In „Prinzessen“ im Dschungel Wien brechen Figuren mit viel Witz aus vorgegebenen Mustern aus.
Ein hoher Berg von Matratzen. Während das Publikum den kleineren Saal des Theaterhauses im MuseumsQuartier, Dschungel Wien, betritt, liegt eine märchenhaft verkleidete Spielerin drauf, stellt sich schlafend, also recht lange. Auch wenn irgendwann aus dem Off eine Stimme mit den bekannten Worten „es war einmal“ beginnt, legt das zweite „e“ im Titel „Prinzessen“ der Gruppe Plaisiranstalt mehr als nahe, dass dies kein klassisches Märchenstück ist.

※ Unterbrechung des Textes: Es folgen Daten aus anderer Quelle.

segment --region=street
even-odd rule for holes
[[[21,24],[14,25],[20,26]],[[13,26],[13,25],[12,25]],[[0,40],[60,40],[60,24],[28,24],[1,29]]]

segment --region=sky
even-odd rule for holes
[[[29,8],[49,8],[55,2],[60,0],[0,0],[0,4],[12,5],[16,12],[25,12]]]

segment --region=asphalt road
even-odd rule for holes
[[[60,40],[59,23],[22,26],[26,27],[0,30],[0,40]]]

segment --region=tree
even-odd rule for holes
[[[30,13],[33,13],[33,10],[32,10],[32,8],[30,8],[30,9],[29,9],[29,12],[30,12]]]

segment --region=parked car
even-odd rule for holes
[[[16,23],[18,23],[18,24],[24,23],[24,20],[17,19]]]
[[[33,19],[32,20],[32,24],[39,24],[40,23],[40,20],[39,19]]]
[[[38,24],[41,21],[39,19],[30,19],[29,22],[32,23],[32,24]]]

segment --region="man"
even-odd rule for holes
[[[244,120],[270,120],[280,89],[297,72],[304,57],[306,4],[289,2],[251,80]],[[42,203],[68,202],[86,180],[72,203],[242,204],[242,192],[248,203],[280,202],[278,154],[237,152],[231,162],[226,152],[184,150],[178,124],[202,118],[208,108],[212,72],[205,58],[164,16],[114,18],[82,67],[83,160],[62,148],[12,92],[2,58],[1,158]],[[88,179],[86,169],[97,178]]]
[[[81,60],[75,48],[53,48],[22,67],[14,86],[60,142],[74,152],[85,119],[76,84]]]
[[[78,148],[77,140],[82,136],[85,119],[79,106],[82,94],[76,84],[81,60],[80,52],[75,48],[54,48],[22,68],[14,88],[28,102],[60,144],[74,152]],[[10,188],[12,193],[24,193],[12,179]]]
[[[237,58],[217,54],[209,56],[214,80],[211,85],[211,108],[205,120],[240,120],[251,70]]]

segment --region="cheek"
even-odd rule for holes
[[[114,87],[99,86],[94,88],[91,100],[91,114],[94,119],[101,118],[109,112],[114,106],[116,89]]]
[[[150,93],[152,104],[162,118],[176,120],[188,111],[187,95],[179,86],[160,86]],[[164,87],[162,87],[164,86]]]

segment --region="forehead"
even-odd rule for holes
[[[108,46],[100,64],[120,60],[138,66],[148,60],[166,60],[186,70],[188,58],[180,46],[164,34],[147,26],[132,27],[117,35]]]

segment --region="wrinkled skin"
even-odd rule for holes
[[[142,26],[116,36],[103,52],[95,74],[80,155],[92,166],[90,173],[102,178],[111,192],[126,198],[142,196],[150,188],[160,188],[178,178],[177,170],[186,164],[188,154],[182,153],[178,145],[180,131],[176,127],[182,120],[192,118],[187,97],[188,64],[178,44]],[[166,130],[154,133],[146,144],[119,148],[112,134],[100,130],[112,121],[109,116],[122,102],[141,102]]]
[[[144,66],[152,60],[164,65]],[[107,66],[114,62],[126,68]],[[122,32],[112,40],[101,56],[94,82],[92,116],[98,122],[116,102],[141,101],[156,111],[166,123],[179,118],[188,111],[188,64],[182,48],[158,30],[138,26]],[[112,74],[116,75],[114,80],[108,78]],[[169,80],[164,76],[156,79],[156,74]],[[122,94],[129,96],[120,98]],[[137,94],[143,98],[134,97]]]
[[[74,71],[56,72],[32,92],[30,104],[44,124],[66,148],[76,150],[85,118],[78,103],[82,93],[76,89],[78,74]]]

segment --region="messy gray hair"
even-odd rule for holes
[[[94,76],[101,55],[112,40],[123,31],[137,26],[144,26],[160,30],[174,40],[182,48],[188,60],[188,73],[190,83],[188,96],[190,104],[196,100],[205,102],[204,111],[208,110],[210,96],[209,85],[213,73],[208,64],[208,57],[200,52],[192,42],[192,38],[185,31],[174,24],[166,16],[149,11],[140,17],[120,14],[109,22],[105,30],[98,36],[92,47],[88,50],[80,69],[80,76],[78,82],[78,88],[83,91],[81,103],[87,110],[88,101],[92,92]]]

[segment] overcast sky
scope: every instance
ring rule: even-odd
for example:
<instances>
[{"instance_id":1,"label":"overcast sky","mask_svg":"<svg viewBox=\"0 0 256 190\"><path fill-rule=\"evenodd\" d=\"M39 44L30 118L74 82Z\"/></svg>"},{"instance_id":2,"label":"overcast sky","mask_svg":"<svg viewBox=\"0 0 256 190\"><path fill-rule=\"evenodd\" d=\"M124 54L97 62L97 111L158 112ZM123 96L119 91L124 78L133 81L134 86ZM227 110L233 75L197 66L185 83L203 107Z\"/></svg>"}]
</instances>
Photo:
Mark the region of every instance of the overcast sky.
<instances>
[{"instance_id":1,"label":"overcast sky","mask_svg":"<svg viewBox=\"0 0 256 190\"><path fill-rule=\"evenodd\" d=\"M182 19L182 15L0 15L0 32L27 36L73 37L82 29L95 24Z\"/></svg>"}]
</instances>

Das macht der heftige, wilde Auftritt der zweiten Schauspielerin nach wenigen Augenblicken noch klarer. Die schwarz irgendwie punkähnlich gekleidete (Ausstattung: Alexandra Burgstaller) Frau zuckt richtiggehend aus. „Na supa, scho wieder a Turm!“ Durch Dornenhecken hindurch wurde sie hierher verbannt. Dann entdeckt sie die Schlafende, erinnert sich an Märchen, geht einige durch und – eh klar Dornröschen. Sie erklimmt den Matratzenberg und küsst die Prinzessin wach.
Die meint zunächst – ganz im klassischen Märchen verhaftet – von einem Prinzen erweckt worden zu sein. Und dann? Weder Prinz, ja nicht einmal Prinzessin! Und dann noch geküsst auf den Mund!?

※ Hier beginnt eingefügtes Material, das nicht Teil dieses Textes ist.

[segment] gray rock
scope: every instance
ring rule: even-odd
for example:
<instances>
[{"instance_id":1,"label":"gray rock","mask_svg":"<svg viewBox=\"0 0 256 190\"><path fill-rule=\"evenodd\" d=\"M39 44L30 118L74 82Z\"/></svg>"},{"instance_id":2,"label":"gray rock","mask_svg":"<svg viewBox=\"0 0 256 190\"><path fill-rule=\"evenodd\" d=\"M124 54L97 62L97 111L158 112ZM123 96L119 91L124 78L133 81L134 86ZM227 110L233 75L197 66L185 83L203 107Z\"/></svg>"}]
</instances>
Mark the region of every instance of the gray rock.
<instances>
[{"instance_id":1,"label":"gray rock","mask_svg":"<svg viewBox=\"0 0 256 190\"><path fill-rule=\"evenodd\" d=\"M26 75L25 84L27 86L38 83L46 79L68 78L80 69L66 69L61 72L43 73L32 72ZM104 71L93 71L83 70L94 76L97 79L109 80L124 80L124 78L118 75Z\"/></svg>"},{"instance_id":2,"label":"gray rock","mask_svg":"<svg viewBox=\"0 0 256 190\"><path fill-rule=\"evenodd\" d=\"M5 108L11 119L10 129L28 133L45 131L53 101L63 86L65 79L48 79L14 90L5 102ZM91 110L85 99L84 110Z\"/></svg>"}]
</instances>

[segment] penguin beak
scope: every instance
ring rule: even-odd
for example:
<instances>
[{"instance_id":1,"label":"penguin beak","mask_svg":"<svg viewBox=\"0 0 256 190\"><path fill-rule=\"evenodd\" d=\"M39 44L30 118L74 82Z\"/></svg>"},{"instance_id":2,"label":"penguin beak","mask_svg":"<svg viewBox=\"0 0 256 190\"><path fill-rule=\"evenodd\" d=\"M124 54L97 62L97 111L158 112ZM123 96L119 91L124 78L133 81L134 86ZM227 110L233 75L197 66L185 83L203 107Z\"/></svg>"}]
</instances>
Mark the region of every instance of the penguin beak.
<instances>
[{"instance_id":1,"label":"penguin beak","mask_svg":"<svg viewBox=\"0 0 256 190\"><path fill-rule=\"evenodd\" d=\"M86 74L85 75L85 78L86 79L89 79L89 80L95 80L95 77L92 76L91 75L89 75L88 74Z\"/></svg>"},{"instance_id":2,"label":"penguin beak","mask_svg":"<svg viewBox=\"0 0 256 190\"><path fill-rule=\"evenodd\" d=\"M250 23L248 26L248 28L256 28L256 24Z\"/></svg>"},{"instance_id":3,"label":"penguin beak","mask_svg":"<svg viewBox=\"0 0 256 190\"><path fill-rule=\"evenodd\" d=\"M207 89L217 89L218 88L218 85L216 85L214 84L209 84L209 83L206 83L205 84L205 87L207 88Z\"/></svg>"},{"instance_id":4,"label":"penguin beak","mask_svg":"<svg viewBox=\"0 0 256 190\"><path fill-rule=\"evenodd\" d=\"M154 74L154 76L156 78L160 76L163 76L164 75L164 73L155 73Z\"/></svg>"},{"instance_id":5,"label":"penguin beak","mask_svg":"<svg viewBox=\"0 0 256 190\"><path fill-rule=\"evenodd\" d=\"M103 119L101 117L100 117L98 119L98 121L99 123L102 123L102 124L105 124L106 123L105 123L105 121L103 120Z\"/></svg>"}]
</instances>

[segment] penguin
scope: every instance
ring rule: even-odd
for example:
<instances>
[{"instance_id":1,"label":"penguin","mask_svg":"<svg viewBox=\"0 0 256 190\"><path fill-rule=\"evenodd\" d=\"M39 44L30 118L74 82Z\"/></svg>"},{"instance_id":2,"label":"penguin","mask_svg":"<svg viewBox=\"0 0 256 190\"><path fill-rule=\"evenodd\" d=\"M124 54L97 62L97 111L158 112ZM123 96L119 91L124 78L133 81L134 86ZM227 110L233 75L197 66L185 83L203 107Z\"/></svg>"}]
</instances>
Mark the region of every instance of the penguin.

Rapunzel, so gibt sich die Wachküsserin zu erkennen, gelingt es nicht und nicht Dornröschen, die hier mit Roswitha sogar einen richtigen Namen hat, schmackhaft zu machen, dass sie doch jetzt aus der vorgesehenen Rolle ausbrechen könnte.
Von dieser Dynamik mit viel szenischem Humor und Wortwitz lebt das Stück über lange Zeit. Da die wilde, Freiheit und Unabhängigkeit liebende Rapunzel (Sophie Berger), die sich aus dem Turm befreite – einfach schlau genug, ihr uuuurlanges Haar abzuschneiden, um sich selbst abzuseilen.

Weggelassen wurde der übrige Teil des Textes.